Folha de S. Paulo


Nos EUA com Trump, falar de política levanta audiência de talk show

Andrew Lipovsky - 15.set.2016/AFP
This handout photo provided by NBC THE TONIGHT SHOW shows Republican Presidential Candidate Donald Trump (L) during an interview with host Jimmy Fallon in New York on September 15, 2016. / AFP PHOTO / Episodic / Andrew Lipovsky / RESTRICTED TO EDITORIAL USE - MANDATORY CREDIT
Donald Trump, em 2016, como candidato à presidência dos EUA, no programa de Jimmy Fallon

Entre os muitos efeitos produzidos pelo início trepidante do governo Trump, um é especialmente curioso. A posse do novo presidente teve impacto sobre a audiência dos dois principais talk shows de fim de noite da TV americana.

À frente do "Tonight Show" (NBC) desde fevereiro de 2014, Jimmy Fallon substituiu um dos grandes nomes do gênero, Jay Leno. Deixou o programa mais leve e infantil, com muitas brincadeiras encenadas, como a "roleta-russa do ovo", que reforçam o seu perfil de moço simpático e agradável.

Já Stephen Colbert comanda o "Late Show", na CBS, desde setembro de 2015, no lugar do lendário David Letterman. Ganhou o posto graças ao "The Colbert Report", exibido por uma década (2005-14), no qual encenava um noticiário apresentado por um comentarista de direita. Deixou de lado a ficção, mas levou para o talk show o seu olhar maroto e sarcástico.

Muito mais à vontade, e com mais estofo do que Fallon, Colbert mudou a pauta e subiu o tom dos seus comentários sobre política após a posse de Trump. Desde então, vem seguidamente batendo o rival, segundo dados do Nielsen, o instituto que mede a audiência nos EUA.

Fallon ainda é o primeiro lugar entre os espectadores na faixa preferida pelo mercado publicitário, a dos 18 aos 49 anos, mas perdeu a liderança geral e se especula que esteja sendo pressionado a temperar o seu talk show com mais política.

O fenômeno pode ser passageiro e perder força à medida que o público se habituar ao estilo Trump. Em todo caso, sinaliza que o caminho tomado pelo talk show de Fallon, o da aposta no entretenimento sem preocupação com a relevância, não é o mais adequado, por exemplo, em um momento que o espectador quer entender melhor a situação do país.

O modelo do programa de Fallon, também adotado por outros talk shows nos Estados Unidos, inspira o "Programa do Porchat", exibido de segunda a quinta na Record.

Antes de estrear a segunda temporada, agora em março, Fábio Porchat passou uma semana em Los Angeles vendo de perto a produção de alguns programas do gênero.

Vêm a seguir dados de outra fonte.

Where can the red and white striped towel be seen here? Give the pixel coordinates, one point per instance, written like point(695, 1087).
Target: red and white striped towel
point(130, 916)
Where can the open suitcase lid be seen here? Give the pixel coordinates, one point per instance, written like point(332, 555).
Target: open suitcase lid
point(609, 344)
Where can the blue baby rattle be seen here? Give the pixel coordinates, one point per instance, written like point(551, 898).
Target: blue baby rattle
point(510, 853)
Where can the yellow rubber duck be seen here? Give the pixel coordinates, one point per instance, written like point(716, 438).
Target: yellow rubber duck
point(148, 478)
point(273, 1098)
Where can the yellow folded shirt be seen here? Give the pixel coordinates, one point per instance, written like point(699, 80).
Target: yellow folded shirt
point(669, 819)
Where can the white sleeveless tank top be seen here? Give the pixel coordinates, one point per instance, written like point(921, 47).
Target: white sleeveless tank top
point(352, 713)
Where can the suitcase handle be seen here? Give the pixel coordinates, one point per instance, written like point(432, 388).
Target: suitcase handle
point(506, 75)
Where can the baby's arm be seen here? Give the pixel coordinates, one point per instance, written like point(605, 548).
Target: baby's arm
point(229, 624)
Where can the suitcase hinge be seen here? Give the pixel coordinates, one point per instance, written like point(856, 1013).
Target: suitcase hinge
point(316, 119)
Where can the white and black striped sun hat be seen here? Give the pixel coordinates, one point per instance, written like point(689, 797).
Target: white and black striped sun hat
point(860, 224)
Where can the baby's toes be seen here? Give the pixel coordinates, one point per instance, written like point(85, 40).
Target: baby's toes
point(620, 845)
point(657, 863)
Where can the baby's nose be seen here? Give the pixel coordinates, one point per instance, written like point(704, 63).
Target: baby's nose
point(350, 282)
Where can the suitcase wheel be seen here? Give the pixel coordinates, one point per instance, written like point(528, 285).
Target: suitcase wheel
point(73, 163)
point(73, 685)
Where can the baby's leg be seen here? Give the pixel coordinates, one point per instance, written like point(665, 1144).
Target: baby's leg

Segundo ele, há uma preocupação geral em produzir e exibir algo capaz de repercutir nas redes sociais. "Todos eles buscam aquele um minuto que vai viralizar na internet. É a busca de todos", me disse.

Como Fallon, Porchat faz uma ou outra piada de tonalidade política, mas toma o cuidado de não incomodar ninguém ""o que acaba diluindo a crítica.

Já Danilo Gentili, começando a quarta temporada do seu "The Noite", no SBT, tentou dar algum peso político ao seu talk show, mas se viu reprimido em público por Silvio Santos: "Você é muito bom, mas precisa parar de falar de política", disse o dono da emissora ao funcionário durante o Troféu Imprensa, em 2016.

Resta a Gentili fazer piadas como esta: "Um delator contou que a Odebrecht pagou R$ 4 bilhões em caixa 2. Isso não é caixa 2. É a caixa-forte do Tio Patinhas".

A crise do país tem sido, nos últimos anos, pouco ou mal-explorada pelos talk shows de fim de noite. É verdade que Jô Soares exibiu por muitos anos, uma vez por semana, um debate político com jornalistas, as "Meninas do Jô", mas o quadro era o oposto do que se espera ver na TV de madrugada "" previsível e aborrecido.

Por opção ou injunção, os programas têm optado pela irrelevância. O que é um desperdício. Há um vazio aí, à espera de um Colbert brasileiro.